KRIS KROSS
Playing the narrow game
Location Marrickville NSW
Council Area Inner West Council
Details Flood Zone | Aircraft Noise
Architect Amrish Maharaj Architecture
Builder Riverside Building and Design
Photography Life In Still
Completion 2024
Kris Kross is a carefully reconfigured narrow-site renovation in Sydney’s inner west suburb of Marrickville. It transforms a previously constrained and awkwardly proportioned home into a light-filled and highly functional family residence. The existing dwelling, already altered prior to the new owners’ purchase, had reached the limits of its previous renovation. While the rear of the home had been opened up into a combined kitchen, dining and living space, the proportions were restrictive, difficult to furnish, and lacked a meaningful connection to the garden. External spaces were underutilised, with a shaded deck and disconnected laundry further diminishing everyday usability.
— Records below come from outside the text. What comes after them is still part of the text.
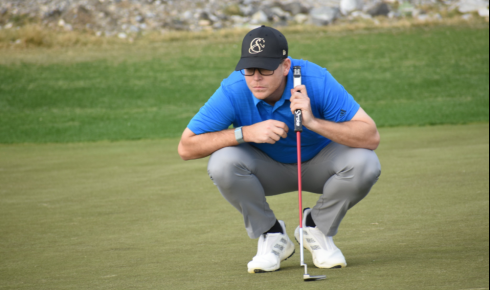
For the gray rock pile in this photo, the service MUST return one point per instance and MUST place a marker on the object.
(127, 17)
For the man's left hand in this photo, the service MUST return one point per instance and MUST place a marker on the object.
(300, 101)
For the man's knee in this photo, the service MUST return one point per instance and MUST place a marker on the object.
(365, 165)
(226, 164)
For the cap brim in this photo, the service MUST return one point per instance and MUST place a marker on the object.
(256, 62)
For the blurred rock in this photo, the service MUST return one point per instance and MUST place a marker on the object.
(324, 15)
(259, 17)
(113, 17)
(467, 6)
(483, 12)
(380, 9)
(348, 6)
(301, 18)
(295, 8)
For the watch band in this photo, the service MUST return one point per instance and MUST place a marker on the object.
(239, 135)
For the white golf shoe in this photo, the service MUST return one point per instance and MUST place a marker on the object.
(272, 249)
(322, 248)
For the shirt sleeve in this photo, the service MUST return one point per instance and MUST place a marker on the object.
(216, 115)
(339, 106)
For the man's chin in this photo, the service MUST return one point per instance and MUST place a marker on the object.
(261, 95)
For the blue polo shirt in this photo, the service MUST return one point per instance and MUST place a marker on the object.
(234, 103)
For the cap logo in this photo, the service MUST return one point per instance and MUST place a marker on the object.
(257, 46)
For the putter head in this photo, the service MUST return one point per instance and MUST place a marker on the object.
(308, 277)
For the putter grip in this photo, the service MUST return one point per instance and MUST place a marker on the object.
(298, 116)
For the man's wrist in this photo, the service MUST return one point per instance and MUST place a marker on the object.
(239, 135)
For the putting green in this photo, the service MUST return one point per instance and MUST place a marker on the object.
(132, 215)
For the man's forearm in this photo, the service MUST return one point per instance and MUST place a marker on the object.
(200, 146)
(355, 133)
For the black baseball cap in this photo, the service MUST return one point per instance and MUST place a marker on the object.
(263, 47)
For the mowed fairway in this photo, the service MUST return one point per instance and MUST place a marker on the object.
(132, 215)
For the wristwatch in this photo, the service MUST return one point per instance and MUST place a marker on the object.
(239, 135)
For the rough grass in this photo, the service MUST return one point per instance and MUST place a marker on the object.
(132, 215)
(405, 76)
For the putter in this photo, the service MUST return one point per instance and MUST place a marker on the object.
(298, 128)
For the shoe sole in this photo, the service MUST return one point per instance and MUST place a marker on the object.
(260, 271)
(334, 267)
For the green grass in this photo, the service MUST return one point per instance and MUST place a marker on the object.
(132, 215)
(413, 76)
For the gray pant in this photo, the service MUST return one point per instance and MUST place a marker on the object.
(245, 176)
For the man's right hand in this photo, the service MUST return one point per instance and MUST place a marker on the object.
(269, 131)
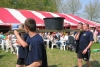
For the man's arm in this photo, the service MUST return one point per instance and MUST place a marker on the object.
(35, 64)
(20, 40)
(90, 44)
(77, 36)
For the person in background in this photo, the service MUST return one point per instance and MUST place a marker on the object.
(85, 43)
(21, 49)
(77, 35)
(36, 56)
(95, 35)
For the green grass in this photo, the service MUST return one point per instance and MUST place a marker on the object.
(56, 58)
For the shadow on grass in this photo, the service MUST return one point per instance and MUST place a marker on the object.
(93, 63)
(1, 56)
(52, 66)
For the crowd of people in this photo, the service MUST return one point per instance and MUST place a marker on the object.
(30, 47)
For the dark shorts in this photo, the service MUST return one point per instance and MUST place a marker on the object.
(85, 57)
(21, 61)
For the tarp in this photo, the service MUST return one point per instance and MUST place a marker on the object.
(15, 16)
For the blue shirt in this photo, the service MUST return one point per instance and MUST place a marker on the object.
(36, 51)
(21, 51)
(85, 39)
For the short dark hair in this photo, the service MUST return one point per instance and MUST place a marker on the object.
(87, 24)
(81, 23)
(31, 24)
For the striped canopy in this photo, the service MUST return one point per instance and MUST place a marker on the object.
(13, 16)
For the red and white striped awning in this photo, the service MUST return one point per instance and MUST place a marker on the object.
(13, 16)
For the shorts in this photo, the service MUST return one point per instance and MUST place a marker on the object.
(20, 61)
(85, 57)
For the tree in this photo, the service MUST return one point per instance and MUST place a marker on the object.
(38, 5)
(92, 10)
(70, 6)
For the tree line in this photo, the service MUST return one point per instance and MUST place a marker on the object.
(91, 10)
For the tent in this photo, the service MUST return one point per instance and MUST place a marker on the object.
(16, 16)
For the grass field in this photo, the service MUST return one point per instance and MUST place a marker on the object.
(56, 58)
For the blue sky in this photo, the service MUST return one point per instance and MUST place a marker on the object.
(84, 2)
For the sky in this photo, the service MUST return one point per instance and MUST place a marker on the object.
(84, 2)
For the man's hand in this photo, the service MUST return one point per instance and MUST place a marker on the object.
(84, 51)
(16, 33)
The brief called for a home that could better support the rhythms of a growing young family and their energetic dog, while introducing clarity, space and flexibility. Key requirements included a dedicated work-from-home area, a guest room that could double as a secondary living space for their son, improved natural light and ventilation, and a stronger relationship to the rear garden.
Set within a site less than six metres wide, the design response works with constraint rather than against it. The strategy retains and refines the front portion of the existing house, where a former bedroom is reconfigured into a generous bathroom and laundry, establishing a more efficient and functional entry sequence.
Flooding constraints across the site necessitated a stepped transition to the rear addition, which is organised as a long, narrow, open-plan volume. This space is deliberately composed to draw light through its depth, creating moments of relief within the tight site boundaries while improving spatial legibility and usability.
At the rear, the stair is strategically positioned to access the upper level, where two new bedrooms and a bathroom are located. A key spatial device — a generous void — introduces vertical openness through the centre of the home, allowing natural light to filter into the ground floor living spaces and enabling borrowed light to reach the children’s bedroom above via an internal window.
The result is a finely tuned inner west home that turns constraint into opportunity, where section, light and spatial compression work together to create a calm, connected and adaptable family environment.